Ivan opened his mouth to speak---
The scream was lonely and remarkable: sharp, burning, and sincerely surprised. As if someone’s little brother, as a prank, had hacked all their fingers off. A succession of terror followed along the beach.
Ivan and Anthony were up, stalk still as the masses surged around them. Hysterical parents waded through the surf, calling names. Squeamish teenagers hopped the median and stood in the road, facing away from the carnage. Anthony hiked forward, slowly, like he was drunk. Ivan scanned the water. Nothing, but then he saw the mat, ribbons in the water. He saw the long, pale body dragged onto the beach.
---Call 911!
---Get help!
---We need an ambulance!
No one ever saw the shark.
He shoved his way through and when he saw her he fell to his knees and knew she was dead already. From the torso up, despite dark sprays of blood, she was unmarked. But her legs had been absolutely ruined. Reduced to nothing. Colorless tendons and raw, pink muscle splattered limply across the muddy beach. Ivan would not realize for hours he was sobbing, and not until the following winter would he understand, to his disgust, that it was not solely Sam’s dead white body that destroyed him, but how her hands, channeling whatever cells of life were left, had seized Anthony in a firm proposal. Then he would feel an intense shame, he’d long to be away from her, the redolent scars, but at the same time…. Her lips, purpled and sputtering inanimate speech, signifying: Don’t go, Don’t go, Don’t go.

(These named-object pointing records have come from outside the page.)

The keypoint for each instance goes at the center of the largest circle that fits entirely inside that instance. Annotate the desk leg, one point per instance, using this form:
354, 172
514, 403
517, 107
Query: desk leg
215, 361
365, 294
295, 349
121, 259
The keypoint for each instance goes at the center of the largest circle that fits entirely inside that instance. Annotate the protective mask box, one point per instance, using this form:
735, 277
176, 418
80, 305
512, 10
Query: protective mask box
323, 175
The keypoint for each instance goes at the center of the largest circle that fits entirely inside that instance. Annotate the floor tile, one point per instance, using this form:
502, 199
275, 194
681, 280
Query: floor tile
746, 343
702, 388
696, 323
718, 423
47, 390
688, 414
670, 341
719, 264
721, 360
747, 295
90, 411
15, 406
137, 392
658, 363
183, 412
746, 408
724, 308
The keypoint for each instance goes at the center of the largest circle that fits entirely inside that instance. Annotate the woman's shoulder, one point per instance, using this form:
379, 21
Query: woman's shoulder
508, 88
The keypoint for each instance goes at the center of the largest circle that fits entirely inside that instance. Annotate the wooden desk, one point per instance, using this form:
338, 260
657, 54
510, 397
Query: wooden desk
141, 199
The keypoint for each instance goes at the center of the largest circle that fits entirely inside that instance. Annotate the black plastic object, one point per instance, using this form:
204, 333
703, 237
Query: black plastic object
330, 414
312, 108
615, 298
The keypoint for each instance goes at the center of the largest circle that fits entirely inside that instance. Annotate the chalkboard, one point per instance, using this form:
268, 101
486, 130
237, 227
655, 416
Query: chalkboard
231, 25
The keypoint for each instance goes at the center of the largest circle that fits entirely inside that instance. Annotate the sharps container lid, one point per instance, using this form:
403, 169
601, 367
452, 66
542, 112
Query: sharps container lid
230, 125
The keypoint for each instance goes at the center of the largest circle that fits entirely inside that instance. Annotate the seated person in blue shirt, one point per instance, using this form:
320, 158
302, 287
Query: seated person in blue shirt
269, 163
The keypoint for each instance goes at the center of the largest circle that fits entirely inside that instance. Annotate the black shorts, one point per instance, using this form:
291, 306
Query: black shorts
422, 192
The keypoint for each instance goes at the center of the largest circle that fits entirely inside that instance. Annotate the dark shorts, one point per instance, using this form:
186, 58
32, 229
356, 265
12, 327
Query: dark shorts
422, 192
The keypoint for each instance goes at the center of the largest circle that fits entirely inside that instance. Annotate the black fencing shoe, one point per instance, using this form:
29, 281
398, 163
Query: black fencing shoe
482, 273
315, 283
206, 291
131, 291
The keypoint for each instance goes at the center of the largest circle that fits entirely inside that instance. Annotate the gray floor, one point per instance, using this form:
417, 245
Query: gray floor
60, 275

He counted the stack once and counted it again. Slowly he lifted the envelope up to the calendar, brought it back down and counted again. He looked out the window at the water, he looked out the door of his room. Paris and Cam, stoned watching television. Two hundred dollars missing.
He restacked the bills, flattened them out and sealed them away, briefly scanning the room for a little hideout before letting it carelessly to the ground. Cam had her legs crossed, she was laughing at something on TV, or something Paris said. He stood up.
---Paris, he shouted. ---Come on man, we’ve got to go to the store.